Since the reverse rollers are independently affected by the torque limiter, the reverse direction of each reverse roller is individually determined by the torque limiter. There is an advantage that a large skew 2 does not occur even if the second sheet of paper is at the nip position. ” I am corrected. (2) The statement “Diagrams shown” on page 18, line 2 of the specification of the present application is replaced with “
The figure shown in Figure 8 has been corrected as Plane J showing a modification of Figure 4. 3) Add Figure 8. Procedural amendment August 160, 1980 Director of the Japan Patent Office Kazuo Wakasugi 1 Indication of the case 1980 patent Junko No. 180560 2 Name of the invention Sheet feeding device 3 Person making the amendment Relationship to the matter Patent To the applicant Issue I
X Address Name (674) Ricoh Co., Ltd. 4 Agent address Kaji Kogyo Building, 2-32-4 Nishi-Shinbashi, Minato-ku, Tokyo Telephone (433) 4564 Postal code 10
5 Name Patent Attorney (6313) Takeshi Ito
6. Claims and detailed description of the invention in the specification subject to amendment. 7. Contents of amendment 1) The description of the scope of claims in the specification of the application will be corrected as shown in the attached sheet. 2) The statement ``tobar roller'' on page 3, line 4 of the procedural amendment dated June 9, 1988 is corrected to [tori/\-sroller.'' 3) The statement "reverse torque is torque" on page 3, line 14 of the same page has been corrected to "reverse torque is torque." Attachment 2, Claims (1) A feed roller that is rotationally driven in one direction at a predetermined timing, and the feed roller that is rotationally driven in the direction of returning and feeding the sheet with a determined torque by a shaft that is continuously rotationally driven. In a friction roller separation sheet feeding device having a reverse roller that is pressed into contact with the feed roller, and a pickup roller that is arranged upstream of the feed roller in the sheet feeding direction and rotationally driven in synchronization with the feed roller, at least the feed roller and the reverse roller A sheet feeding device comprising two sets of rollers spaced apart from each other in a direction substantially perpendicular to the sheet feeding direction. (2) The foot roller, the reverse roller, and the pickup roller are each composed of two sets of rollers arranged at intervals in a direction substantially perpendicular to the sheet feeding direction. The sheet feeding device according to item 1. (3) In order to set the drive torque of the reverse roller, one torque limiter is provided between the shaft that drives the reverse roller and the means for driving the shaft.
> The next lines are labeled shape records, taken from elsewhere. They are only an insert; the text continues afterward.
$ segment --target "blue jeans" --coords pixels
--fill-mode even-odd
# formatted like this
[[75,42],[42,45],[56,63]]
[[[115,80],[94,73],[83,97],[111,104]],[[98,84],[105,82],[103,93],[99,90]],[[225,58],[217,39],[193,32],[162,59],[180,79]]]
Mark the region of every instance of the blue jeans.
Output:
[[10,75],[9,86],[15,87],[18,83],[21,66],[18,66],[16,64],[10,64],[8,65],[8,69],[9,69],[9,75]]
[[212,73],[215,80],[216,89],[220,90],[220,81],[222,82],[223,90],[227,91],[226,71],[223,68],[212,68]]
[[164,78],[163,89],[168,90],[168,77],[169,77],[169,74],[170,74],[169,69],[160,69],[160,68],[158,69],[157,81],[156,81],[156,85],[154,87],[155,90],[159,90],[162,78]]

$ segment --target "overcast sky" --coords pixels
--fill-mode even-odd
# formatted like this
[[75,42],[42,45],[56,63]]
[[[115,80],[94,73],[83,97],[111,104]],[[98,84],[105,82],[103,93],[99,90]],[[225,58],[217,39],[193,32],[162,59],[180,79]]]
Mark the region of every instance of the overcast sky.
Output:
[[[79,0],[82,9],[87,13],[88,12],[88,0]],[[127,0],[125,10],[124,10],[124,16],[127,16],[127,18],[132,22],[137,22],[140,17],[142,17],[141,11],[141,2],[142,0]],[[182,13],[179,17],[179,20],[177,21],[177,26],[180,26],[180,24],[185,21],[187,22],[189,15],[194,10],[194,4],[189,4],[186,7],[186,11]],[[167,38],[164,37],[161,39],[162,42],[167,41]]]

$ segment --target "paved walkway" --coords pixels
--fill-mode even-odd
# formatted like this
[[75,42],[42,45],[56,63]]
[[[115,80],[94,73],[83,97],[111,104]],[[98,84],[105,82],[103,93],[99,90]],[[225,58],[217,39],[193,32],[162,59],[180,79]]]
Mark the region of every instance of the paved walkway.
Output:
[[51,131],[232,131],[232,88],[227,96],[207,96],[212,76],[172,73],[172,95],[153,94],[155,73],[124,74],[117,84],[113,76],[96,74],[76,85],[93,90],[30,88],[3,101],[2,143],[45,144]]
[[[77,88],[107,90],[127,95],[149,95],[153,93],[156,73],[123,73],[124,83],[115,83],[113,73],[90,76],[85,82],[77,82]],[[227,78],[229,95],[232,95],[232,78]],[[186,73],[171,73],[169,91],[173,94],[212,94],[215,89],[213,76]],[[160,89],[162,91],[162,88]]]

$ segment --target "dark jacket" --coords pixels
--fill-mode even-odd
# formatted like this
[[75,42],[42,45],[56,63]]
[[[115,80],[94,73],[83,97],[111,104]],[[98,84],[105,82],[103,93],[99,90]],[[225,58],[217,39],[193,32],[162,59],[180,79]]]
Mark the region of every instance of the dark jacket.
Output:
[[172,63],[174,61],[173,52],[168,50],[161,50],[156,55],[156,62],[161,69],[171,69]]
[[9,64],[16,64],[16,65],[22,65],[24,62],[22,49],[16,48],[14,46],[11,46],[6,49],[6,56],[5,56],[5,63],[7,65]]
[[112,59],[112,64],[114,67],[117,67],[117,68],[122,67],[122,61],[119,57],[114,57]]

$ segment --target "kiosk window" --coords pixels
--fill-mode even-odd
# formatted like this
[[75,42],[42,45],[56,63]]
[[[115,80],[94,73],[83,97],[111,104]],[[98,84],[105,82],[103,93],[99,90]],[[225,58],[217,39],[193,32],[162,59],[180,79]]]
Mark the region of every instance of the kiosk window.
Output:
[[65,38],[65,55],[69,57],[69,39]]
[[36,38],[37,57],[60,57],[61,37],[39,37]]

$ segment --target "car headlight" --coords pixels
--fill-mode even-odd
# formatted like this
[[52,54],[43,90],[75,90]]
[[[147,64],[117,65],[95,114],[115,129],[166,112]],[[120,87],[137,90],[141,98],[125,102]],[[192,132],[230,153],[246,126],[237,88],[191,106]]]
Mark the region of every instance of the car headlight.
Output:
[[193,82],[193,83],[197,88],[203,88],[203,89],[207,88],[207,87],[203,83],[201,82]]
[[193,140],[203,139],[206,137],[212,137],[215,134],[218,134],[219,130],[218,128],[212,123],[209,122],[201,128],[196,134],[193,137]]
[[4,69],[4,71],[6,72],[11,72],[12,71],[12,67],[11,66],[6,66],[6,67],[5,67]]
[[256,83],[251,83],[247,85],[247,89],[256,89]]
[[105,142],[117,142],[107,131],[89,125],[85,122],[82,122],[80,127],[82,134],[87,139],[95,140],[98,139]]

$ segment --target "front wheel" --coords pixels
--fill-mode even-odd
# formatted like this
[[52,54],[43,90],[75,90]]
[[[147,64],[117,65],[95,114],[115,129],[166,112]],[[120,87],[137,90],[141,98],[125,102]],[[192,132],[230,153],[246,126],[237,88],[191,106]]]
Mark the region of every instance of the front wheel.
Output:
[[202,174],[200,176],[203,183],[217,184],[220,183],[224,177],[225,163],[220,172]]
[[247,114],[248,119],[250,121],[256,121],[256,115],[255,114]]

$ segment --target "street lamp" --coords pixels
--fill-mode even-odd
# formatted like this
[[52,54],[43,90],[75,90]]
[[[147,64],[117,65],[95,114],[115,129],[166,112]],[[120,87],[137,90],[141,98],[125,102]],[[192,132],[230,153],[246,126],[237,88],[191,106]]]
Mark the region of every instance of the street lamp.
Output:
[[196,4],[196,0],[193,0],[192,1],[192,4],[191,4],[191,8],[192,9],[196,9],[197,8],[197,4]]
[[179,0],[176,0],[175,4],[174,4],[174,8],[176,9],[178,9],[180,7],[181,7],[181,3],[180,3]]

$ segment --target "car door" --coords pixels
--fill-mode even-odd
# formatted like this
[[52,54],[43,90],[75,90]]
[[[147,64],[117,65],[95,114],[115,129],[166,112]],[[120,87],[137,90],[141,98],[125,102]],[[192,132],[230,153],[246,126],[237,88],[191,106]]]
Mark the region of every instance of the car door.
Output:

The sheet feeding device according to item 2.

Claims (1)

[Scope of Claims] (J) At a predetermined timing, a torque 4 determined by a rotationally driven feed roller and a continuously rotationally driven shaft C is rotated in a direction from sheet return 1 to feed direction, I @
a friction roller separation roller having a reverse roller which is moved and presses against the feed roller; and a big ag roller which is arranged upstream of the feed roller in the sheet feeding direction (C) and is rotationally driven in synchronization with the feed roller. In the sheet feeding device, at least a feed roller and an IJ
7 The sheet feeding device according to claim 1, comprising two sets of rollers spaced apart. (3) For setting the driving torque of the reverse roller. The sheet feeding device according to claim 1 or 2, characterized in that one torque limiter is provided between the shaft that drives the feed roller and the means that drives the feed roller. 4) To set the driving torque of the reverse roller 2
The notebook according to claim 1 or 2, characterized in that a torque limiter is provided between each of the reverse rollers and the shaft that drives the rollers. Feeding device.